Toda la noche me vienen devastados los confines más remotos del amor. Toda la noche se deshace en un amargo vino azulado las paredes de mi mente pulverizada. La noche está sedienta. La ausente vuelve a deslizarse por las amapolas tibias que se crecen lentamente en la garganta. Volver a desmontar el acueducto seco, desvaído, que ya no lleva más líquido solidificado hasta la cumbre. Toda la noche me llaman. Toda la noche. Hay muchas palabras. Que callen, o que me ahoguen. Pero que no se vuelvan hacia sí los ojos amarillo-papeles que se concentran en espirales breves en un pecho destrozado por el tiempo. No conocer lo desconocido. Más ideas volando alrededor de un suelo yermo donde no crece nada más que este muro hecho de agua. No hay caricias en el no lugar abandonado de los rostros inocentes. La muerte se come el terreno. La hiedra me crece dentro, me envuelve el corazón una maleza reseca que se retuerce y me retuerce este órgano palpitante que se está volviendo verde, lo ahoga esta madreselva. Desprenderme de los lirios que me crecen en los dientes como arenas movedizas. Pero no dejo de moverme. Y las palabras me acechan desde los rincones de lo oscuro. Volver a mis orígenes. Retornar al útero materno. Pero mi casa, pero mi domicilio particular compartido aunque con habitaciones individuales va a cesar de existir por no inmolarse dentro. No poder volver jamás de donde se partió, como se partió, no volver jamás a no tener dientes. Pero todavía queda un pelo rubio en mi cabeza devastada.

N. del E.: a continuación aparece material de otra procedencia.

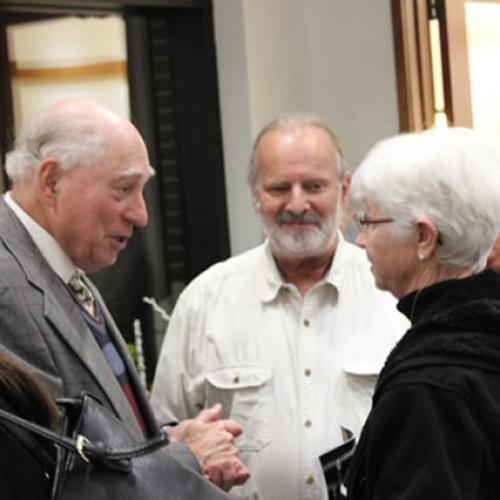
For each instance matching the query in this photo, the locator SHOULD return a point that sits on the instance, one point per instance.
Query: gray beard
(303, 242)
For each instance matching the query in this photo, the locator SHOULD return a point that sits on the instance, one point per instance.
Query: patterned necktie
(82, 292)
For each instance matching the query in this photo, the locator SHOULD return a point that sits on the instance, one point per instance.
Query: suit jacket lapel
(66, 317)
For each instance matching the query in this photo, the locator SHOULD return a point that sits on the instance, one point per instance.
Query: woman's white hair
(72, 140)
(447, 175)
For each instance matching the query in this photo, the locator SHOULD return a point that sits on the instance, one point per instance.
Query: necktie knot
(82, 292)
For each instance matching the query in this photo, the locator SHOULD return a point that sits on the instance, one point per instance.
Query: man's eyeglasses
(363, 222)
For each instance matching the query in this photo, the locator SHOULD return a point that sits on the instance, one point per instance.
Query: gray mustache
(306, 217)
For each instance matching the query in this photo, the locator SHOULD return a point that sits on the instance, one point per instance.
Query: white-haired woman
(431, 204)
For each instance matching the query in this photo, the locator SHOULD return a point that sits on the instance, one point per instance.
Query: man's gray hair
(299, 122)
(72, 140)
(448, 176)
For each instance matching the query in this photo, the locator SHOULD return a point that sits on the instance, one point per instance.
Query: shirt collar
(60, 263)
(270, 281)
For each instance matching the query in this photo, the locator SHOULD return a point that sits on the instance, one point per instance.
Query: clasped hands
(211, 440)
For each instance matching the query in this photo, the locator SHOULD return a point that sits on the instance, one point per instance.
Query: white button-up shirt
(291, 369)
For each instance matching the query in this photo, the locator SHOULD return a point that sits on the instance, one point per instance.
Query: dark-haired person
(26, 462)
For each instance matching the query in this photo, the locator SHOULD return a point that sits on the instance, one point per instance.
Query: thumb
(210, 414)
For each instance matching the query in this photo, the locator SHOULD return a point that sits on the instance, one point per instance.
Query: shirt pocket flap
(238, 377)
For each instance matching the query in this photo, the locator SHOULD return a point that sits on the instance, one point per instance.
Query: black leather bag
(99, 459)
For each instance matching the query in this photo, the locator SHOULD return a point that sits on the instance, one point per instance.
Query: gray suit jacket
(43, 329)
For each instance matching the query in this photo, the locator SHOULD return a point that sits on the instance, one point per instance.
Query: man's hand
(212, 442)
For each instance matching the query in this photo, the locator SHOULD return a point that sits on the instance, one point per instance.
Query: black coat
(434, 428)
(26, 464)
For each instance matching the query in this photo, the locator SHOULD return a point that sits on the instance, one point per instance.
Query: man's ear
(49, 175)
(428, 236)
(345, 187)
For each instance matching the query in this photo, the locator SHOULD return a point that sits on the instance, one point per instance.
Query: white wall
(331, 57)
(67, 42)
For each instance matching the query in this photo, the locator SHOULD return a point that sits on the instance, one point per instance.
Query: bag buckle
(82, 441)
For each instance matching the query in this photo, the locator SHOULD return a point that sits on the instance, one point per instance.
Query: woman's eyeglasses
(363, 222)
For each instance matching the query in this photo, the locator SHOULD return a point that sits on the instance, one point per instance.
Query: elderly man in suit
(78, 174)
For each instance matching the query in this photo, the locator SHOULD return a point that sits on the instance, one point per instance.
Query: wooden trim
(424, 64)
(413, 66)
(458, 100)
(113, 68)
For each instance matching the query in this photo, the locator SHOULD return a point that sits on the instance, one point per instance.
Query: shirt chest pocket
(245, 393)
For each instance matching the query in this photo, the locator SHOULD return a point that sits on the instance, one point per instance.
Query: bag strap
(88, 451)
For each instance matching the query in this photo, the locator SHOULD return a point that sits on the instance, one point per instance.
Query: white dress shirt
(46, 243)
(291, 369)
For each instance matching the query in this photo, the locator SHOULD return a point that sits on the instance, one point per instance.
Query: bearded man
(291, 335)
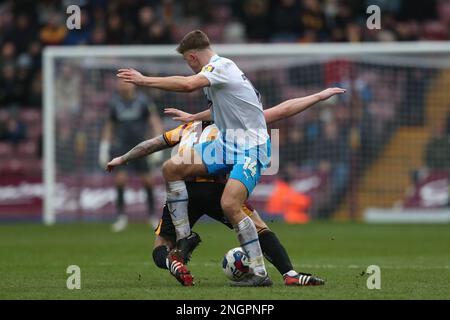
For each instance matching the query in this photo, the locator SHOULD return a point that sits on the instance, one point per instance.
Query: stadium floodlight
(78, 81)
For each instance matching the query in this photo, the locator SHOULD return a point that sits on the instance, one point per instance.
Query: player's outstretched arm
(186, 117)
(141, 150)
(292, 107)
(174, 83)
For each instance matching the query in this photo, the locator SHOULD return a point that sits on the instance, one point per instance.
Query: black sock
(274, 251)
(160, 256)
(120, 200)
(150, 200)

El silencio me habla con una carcajada desgarradora, me señala el hueco, el vacío irremediable que permanece a mi lado. La soledad de la ausente. Antes siempre llena de nada. Cómo terminar la batalla al lado de los mismos rostros con que la empecé. Si se han dado muchas bajas. No he mirado atrás. No he contemplado las pérdidas. La muerte me ha salpicado la ropa. El hedor a sangre no se irá jamás de entre mi boca. Pero no he mirado atrás. No me he agachado para alargar alientos. No me he detenido a taponar heridas incurables. El enemigo seguía avanzando. Es supervivencia.
Toda la noche se traza en la noche. Los cuerpos poéticos hacen el amor, se rozan como cortando metáforas. Ponen en blanco las rimas.
Pero apareces tú, el lugar del amor, arrancando mi noche en la noche, cosiendo el tejido quemado de la blancura desierta, rehaciendo el muro de agua, ahora ya hay entre la batalla y yo una fortaleza, una defensa, una trinchera. Y tu dulce olor, ese olor que quiero describir hace ya tiempo, el que huele a una tarde de calor, a una conversación agitada que te crece por dentro, a un árbol antiguo y sólido, a un rostro respetable, a un derecho legítimo. Ese, tu olor, ese olor tuyo va quitando el hedor a sangre de mi boca, donde planta la semilla de un beso, donde crecen las hojas que alborotan mi pelo. Mi pelo que empieza a ser rubio. Y ya no hay útero materno, y ya no hay origen ni camino para desandarlo, porque aparece un nuevo lugar, una nueva casa, un nuevo hogar que eres tú. El sitio seguro de la creación poética de madrugada: tus brazos cogiéndome el sueño por los hombros. Tu voz salvadora que me despierta cuando me he dormido en mí misma, cuando no sé salir de mi laberinto de locura de letras.
Me obligas a cerrar los ojos. Te estaría siempre buscando, mi eterno lugar del amor.